Trotz des nachgewiesenen Werts klassischer Schulen haben viele Kinder in Familien mit niedrigem Einkommen keinen Zugang zu einer solchen Bildung. Einige Staaten haben diese Hürde unter anderem dadurch verringert, dass sie den Schülern die Möglichkeit geben, Schulsteuergelder in die Schulen zu fließen, die ihre Eltern wählen. Laut Harvard-Ökonom Edward Glaeser könnte sich die Qualität der gesamten städtischen Bildung verbessern, „wenn Amerika Gutscheine oder Charterschulen zulassen würde, die mehr Wettbewerb in städtischen Schulbezirken fördern würden“. Eine andere Möglichkeit, einen breiteren Zugang zu besserer Bildung zu ermöglichen, bestünde darin, dem Muster der Hope Academy in Minneapolis zu folgen, wo einkommensbereinigte Studiengebühren und private Spender kombiniert werden, um Kindern in einem der ärmsten Viertel der Stadt klassische christliche Bildung zugänglich zu machen.
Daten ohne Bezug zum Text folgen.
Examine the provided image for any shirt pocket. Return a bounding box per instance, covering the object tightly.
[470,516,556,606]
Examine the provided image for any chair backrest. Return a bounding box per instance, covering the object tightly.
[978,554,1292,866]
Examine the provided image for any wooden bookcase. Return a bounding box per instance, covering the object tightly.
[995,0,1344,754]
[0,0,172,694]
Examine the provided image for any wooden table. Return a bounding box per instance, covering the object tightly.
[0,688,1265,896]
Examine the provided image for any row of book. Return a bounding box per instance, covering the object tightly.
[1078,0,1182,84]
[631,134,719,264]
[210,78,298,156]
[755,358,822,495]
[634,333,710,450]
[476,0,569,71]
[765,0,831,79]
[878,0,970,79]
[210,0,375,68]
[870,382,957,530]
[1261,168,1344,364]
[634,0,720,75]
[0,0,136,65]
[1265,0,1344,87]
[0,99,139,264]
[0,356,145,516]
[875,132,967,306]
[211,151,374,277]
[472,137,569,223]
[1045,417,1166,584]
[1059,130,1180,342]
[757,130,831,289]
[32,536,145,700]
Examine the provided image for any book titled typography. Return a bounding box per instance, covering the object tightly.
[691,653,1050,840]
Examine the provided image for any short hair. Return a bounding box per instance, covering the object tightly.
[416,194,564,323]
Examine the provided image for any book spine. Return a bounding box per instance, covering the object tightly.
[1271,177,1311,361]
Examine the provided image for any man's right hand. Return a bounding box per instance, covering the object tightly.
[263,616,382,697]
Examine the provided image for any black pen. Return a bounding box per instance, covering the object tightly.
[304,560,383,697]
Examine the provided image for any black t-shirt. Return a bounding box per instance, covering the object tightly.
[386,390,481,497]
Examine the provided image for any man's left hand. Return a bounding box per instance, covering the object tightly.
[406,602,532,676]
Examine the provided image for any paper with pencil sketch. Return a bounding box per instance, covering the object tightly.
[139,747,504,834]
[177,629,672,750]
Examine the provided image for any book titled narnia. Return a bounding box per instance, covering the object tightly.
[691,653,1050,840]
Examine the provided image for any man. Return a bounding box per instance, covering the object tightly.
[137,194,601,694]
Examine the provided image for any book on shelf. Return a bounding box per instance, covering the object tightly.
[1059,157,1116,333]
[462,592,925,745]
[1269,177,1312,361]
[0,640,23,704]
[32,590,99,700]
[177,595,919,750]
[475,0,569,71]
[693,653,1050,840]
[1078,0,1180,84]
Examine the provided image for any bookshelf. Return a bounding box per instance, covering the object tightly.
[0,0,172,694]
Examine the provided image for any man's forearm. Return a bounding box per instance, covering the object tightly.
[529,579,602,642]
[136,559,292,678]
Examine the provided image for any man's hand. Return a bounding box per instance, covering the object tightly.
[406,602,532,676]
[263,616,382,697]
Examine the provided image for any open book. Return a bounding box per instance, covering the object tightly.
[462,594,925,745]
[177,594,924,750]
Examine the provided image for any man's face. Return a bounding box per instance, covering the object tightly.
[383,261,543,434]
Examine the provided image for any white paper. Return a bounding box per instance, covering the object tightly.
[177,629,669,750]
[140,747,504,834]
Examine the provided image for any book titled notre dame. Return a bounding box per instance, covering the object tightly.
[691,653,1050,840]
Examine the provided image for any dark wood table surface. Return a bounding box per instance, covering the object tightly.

Ich leugne nicht, dass einige Personen versucht haben, verwerfliche Ideologien in die klassische Bildung zu schmuggeln. Doch jeder Versuch, die klassische christliche Schulbildung mit der Vorherrschaft der Weißen in Verbindung zu bringen, offenbart tiefe Unwissenheit über die Quellen, die eine solche Bildung stützen. Die Texte der klassischen Antike entstanden in unterschiedlichen Kontexten rund um das Mittelmeer an der Schnittstelle zwischen Europa, Afrika und dem Nahen Osten. Mit den Worten zweier afroamerikanischer Universitätsprofessoren: „Wurden die Klassiker und die klassische Bildung manchmal dazu genutzt, auszuschließen und zu unterdrücken? Das haben sie auf jeden Fall. Sind Ausgrenzung und Unterdrückung Teil einer Ausbildung, die von der Geschichte und Literatur des Mittelmeerkreuzwegs geprägt ist? Sicherlich nicht.“
Die Adoption hat unserem Haushalt Kinder mit vier verschiedenen ethnischen Hintergründen beschert. Meine Frau und ich haben sie auf klassische Schulen geschickt, um sie darauf vorzubereiten, ihren Platz in einem ständigen Gespräch einzunehmen, das kulturelle Grenzen überschreitet, damit jeder von ihnen um des Evangeliums willen „ein Weltbürger“ werden kann. Das Training in klassischen Texten ist kein Beweis für die Vorherrschaft der Weißen. Gut gemacht, kann die klassische christliche Bildung ein Trompetenruf der Freiheit sein und die Schüler dazu einladen, die gemeinsame Menschlichkeit jeder ethnischen Zugehörigkeit zu erkennen.